At Norris , we believe sound nutrition, quality health education, routine opportunities for physical activity, and embracing the importance of physical education are all a part of how we do business, they are part of the fabric of our being. We believe affirming that only fosters better success in the rigorous core areas of math, science and English.
We didn't achieve that level of integration and cohesiveness unilaterally, we have only been able to do that because of commitments from partners internal and external, like Shannon Vogler, our Alliance Relationship Manager in Nebraska. You don't achieve anything systemically as a unilateral effort or a top-down dictate. This isn't about compliance or policy dictates, it's about reaching critical mass consensus within a school community to propel positive change forward.
So when we got tired of playing cat and mouse with repeated go-rounds from snack vendors on stocking too many products of minimal nutritional value AKA junk food, we had a parent help guide us in finding great values to purchase our own vending machines. And we use the Alliance Product Calculator to help make some of those product selections that comprise our inventory.
When we needed help to acquire milk machines so that we could offer students healthier beverage alternatives, our friends in the farming community and with Prairieland Dairy stepped up and we sell a machine full of skim and 1% daily as a great student consumption option for kids.
When we needed help with health alignment k-8, we were able to bring out the Alliance's Kathy Wilbur all the way from Maine to help us with the HECAT and now we have a well-articulated health sequences in no small measure because of her content expertise.
When we needed to reseed our cross-country course or get rock on the trail for our Elementary walking path, a Board member who works in construction stepped up to make it possible.
It started all the way at the beginning in the 05-06 school year when the state legislature (in response to federal requirements) dictated that schools adopt policies for student health by the summer of 06. When we adopted our student health policy, we had leadership from within with a school board member whose training and background is as an RN, and we hired a nutritionist from our district and had student and parent volunteers providing sound recommendations.
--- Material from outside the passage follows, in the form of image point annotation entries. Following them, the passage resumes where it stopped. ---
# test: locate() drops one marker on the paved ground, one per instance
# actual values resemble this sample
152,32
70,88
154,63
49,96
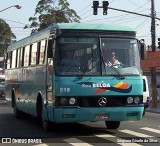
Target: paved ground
155,110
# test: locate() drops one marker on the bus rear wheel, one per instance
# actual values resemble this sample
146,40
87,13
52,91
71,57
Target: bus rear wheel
112,124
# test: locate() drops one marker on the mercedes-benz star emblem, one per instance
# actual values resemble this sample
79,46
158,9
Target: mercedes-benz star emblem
102,101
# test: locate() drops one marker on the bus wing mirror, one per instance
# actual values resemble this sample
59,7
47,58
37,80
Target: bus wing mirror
143,50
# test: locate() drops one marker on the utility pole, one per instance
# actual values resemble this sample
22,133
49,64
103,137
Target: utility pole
153,69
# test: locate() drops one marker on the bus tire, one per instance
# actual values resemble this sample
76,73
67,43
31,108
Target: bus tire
112,124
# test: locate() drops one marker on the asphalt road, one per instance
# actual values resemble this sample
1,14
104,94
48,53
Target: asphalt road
143,132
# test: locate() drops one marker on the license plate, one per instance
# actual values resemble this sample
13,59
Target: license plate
101,116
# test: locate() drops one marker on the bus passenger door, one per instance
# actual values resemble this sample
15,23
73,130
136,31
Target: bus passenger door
50,80
50,71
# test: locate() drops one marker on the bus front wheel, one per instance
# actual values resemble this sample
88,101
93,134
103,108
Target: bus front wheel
45,123
112,124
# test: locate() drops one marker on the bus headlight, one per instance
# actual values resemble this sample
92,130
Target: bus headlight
63,101
130,100
136,100
72,101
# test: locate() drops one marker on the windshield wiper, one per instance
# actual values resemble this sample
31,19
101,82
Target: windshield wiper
85,69
113,68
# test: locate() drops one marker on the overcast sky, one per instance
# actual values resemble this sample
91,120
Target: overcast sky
18,18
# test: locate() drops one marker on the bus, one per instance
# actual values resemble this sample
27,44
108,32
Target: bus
60,75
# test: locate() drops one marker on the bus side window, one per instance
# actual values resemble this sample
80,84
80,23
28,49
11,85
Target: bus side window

So it had a chance right away to be a dynamic document, not a dead-on-arrival dust-gatherer like so many policies that exist in name and number only.
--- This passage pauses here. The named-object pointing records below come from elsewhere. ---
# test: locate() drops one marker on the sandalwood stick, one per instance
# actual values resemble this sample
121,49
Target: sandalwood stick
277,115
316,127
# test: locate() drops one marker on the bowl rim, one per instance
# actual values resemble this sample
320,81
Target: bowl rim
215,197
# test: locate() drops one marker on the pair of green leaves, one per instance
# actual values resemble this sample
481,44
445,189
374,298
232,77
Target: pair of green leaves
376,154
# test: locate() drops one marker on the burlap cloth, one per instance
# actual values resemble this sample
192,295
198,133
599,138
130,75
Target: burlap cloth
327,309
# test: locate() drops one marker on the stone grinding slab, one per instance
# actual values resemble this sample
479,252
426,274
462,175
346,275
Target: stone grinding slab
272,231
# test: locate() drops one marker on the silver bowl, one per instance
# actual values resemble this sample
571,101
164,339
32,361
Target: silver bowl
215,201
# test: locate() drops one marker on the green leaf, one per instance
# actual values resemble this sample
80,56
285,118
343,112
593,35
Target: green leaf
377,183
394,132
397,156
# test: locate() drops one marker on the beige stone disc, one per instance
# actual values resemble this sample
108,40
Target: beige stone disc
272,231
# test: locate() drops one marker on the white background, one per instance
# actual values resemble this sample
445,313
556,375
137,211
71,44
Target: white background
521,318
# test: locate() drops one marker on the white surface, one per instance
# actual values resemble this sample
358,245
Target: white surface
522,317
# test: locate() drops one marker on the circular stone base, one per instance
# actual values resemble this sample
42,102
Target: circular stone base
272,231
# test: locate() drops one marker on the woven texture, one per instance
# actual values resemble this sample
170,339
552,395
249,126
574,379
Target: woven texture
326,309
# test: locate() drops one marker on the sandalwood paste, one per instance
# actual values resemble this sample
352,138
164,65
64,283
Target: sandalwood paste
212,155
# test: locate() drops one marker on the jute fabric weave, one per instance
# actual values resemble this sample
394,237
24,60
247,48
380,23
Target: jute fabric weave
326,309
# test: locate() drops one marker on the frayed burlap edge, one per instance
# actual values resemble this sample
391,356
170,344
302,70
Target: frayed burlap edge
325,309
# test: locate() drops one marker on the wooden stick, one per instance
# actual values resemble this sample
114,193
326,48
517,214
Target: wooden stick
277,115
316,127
When we wanted to integrate our School Wellness Council with school improvement, we knew we weren't alone and wouldn't be declared to be inhabiting the lunatic fringe, because we have had partners in the Kearney and Lincoln districts who were already finding correlations between BMI and fitness test results with scores and grades. And we had the courage to push forward because our state Board of Education and our state department of Ed have adopted a state level Coordinated School Health policy. So now we are examining risk and protective factor data along with Fitnessgram results when we are talking about state test results and other achievement indicators.
When we wanted to integrate daily fresh fruit and vegetable snacks in the Elementary, we got tips and strategies from parents who serve as early childhood care providers and preschool educators.
And when we wanted to offer a fun family fitness activity that promoted the crazy concept of mothers and fathers being active together with their children, we worked with Angry Cow Adventures and other local health and fitness vendors like NE Surf Company to sponsor an annual outdoor adventure race at a state park in our district.
We believe our results academically bear out the importance of a balanced curricular approach. We don't relegate any subject area to marginalized status, we value how the holistic educational experience enhances and complements results across the board. We are into curricular integration and we make an earnest commitment to the success of every individual learner on our campus.
We have the highest ACT scores we have had in 5 years with a 23.7 average, we have a 99% graduation rate, and when computing mandatory state rest results across all grades tested- three through eight and eleven, we have among the best cumulative percent proficient scores in reading and math in the state.
We believe schools should embrace this coordinated curricular approach as instrumental, not an optional or peripheral endeavor.
Our mission is clear, and unlike what one might commonly encounter, we consider mission first and we believe ours is memorably succinct, not rhetorically cluttered. We guarantee quality learning experiences so that every individual learner thrives as a productive, lifelong citizen.
If the things we are doing as a school district are contributing factors in a cultural epidemic that results in reduced life expectancies for our students, how can we claim we are fulfilling our mission!? We cannot.
So we are striving to fulfill our mission. Like many Alliance partner schools, we have a long way to go and lots of room for further improvement, but we are committed to this journey and believe that through the power of public and private partnerships, we will continue to succeed and help students flourish.